For anyone measuring any kind of growth or productivity in any arena of life and work, does it feel like a lot of time's been wasted? Did we put plans and visions on hold, and are we now just taking stock to survey all that did NOT get accomplished?
This is where I am most naturally wired up to go. I like efficiency. I hate wasting time. The phrase 'killing time' sounds criminal to me. Yes, yes, we need to rest and sabbath and care for our own souls. I know this. I do this. But overall, over a two plus years period of whatever it is we're counting here, something surely has to have happened! Surely there's something I can look to as having been completed, or progressed, or even just started. Pu-leeeese!
Ironically, it's the very work that God has called me to, in these latter years of my life, that helps bring some answers, some balance, and hopefully more maturity (I mean, really) to how I interact with time. Beyond the very wild weirdness of flying ahead trhough time zones (believe me, that still messes with me a little), Thai culture is 'event-oriented' not 'time-oriented', as we are so much more prone to be here in the West. Especially me. Being there - which I am longing for - is such a good immersion in a gentler, less controlling way of moving through any given day. It's like there's a general communal understanding that all things happen 'at the proper time'.
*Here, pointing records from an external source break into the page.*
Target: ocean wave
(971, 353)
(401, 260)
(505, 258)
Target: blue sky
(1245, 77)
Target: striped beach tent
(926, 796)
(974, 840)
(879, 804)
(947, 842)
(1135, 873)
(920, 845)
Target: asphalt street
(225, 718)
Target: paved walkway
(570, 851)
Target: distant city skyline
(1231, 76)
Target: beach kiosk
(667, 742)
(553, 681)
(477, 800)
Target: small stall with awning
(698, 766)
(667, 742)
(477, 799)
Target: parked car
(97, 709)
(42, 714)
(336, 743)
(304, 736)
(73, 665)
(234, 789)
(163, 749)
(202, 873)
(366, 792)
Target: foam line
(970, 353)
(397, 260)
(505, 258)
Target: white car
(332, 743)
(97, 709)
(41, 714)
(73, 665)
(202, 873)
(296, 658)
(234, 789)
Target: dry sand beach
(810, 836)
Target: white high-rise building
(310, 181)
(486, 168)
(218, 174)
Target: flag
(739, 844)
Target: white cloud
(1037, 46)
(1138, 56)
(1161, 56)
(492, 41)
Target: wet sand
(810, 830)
This is why, even with all the strange traffic congestion and free-style way of driving, there is rarely an angry beeping of a horn. It's remarkable.
This is why when you ask when something will start, there seems to be a bit of confusion, because whatever it is starts when everyone is there. And it ends with it's over.
This is why if you're the last person gathering your things before getting in the car to go somewhere, no one is annoyed with you. Truly. They only seem upset if you start to rush about. Because...we have time. We always seem to have time.
I wonder if the fine folks in Galatia were dipping forward into a more modern, Westernized frustration on these things. Or maybe they were just genuinely discouraged by whatever circumstances prompted Paul to write his letter to them.
"Do not grow weary in doing good," he comforts them. "For at the proper time we will reap a harvest, if we do not give up." (Galatians 6:9 emphasis added)
Coincidentally, or maybe not so, this is one of the verses we have learned together at Hot Springs during the ESL portion of our Bible times in the evenings. I could hear their strong young voices in my head as I write out the words just now.
At the proper time. Of course, it's God's call on this. It's His time, not ours that's 'proper', timely, perfect. All we have to do is keep on doing good.
I pause here to let that sink in....for me.
Things are coming along nicely in all the trip preparations, by the way. One of two happy bonuses of my scheduling error is that I am well in hand (at least at this point) to have everything ready and packed well before the October 31st departure date.
The other happy bonus? This moment to reflect again on Who is really in charge. In charge of outcomes. In charge of time. In charge of me. And it's okay. He's got the time.